The response to poor government is good government, but those who would redefine the Church according to their own lights often prefer no episcopal government at all.

It is hypocritical to hold bishops responsible for scandal in the Church and, at the same time, demand that they give up the duty to govern in Christ’s name. This hypocrisy besets both left and right; each side has its favorite bishops because each side wants a Church made in its own image and likeness. Neither side seems inclined to obey, but obeying is part of loving, as Jesus has shown us.

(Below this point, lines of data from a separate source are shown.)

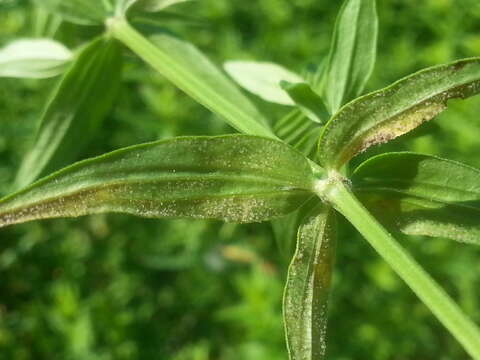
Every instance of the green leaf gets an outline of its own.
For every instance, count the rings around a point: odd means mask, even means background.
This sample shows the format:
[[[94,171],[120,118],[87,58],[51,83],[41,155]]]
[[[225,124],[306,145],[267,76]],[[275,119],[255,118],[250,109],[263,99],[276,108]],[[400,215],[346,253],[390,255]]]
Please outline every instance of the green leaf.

Starting with Advent, what traditions could help to bridge the divide?

Advent can refocus us on children and their needs. Family customs of common prayer, especially the Rosary, and working together to prepare for the feast, going to confession together, identifying with poor people and visiting them, perhaps with material gifts — these are "customs" that make Advent a season all can celebrate.


Cancer treatment brings many patients to the foot of the cross — where Mary stands before her Son. You pray the Rosary daily. How has your experience with cancer deepened your spiritual life?

I’m not sure that having cancer has deepened my spiritual life, but it does force one to simplify life, to come back to what is really important and let a lot of distractions go.

Cancer is itself a major distraction, demanding a lot of time and creating major preoccupations that can get in the way of prayer. That is why the prayer of others is so important to people whose own prayer life is sometimes as weak as their physical life. There is a communion of saints, that is, a community of all those who sustain each other in the presence of the Lord.


Then-Cardinal Joseph Ratzinger once observed that after the Second Vatican Council the reduced role of Marian devotion helped to foster the politicization of the faith. Do you agree, and can Mary help bridge our fractured Catholic community now?

Mary is the Mother of God and our mother. Devotion to Mary, love for our mother, keeps Christ’s family united and focused on her Son, who is our Lord and our brother.


When you are fighting cancer and contemplate the possibility of death, how does that alter the more common view of Advent as a happy time for children on the cusp of their life’s journey?

Advent reminds us of Jesus’ coming 2,000 years ago, born of the Virgin Mary. It helps us take time to recognize his coming in our minds and hearts today. It brings forward, liturgically, his final coming in glory to judge the living and the dead.

Each of these comings is mysterious, but each demands the others. The God who is born as a human child is the same God who accompanies us in this life and who will reveal the meaning of all of history at the end of time. The continuity lies in God and his providential governance of the universe, not in our own feeble and broken responses to his presence.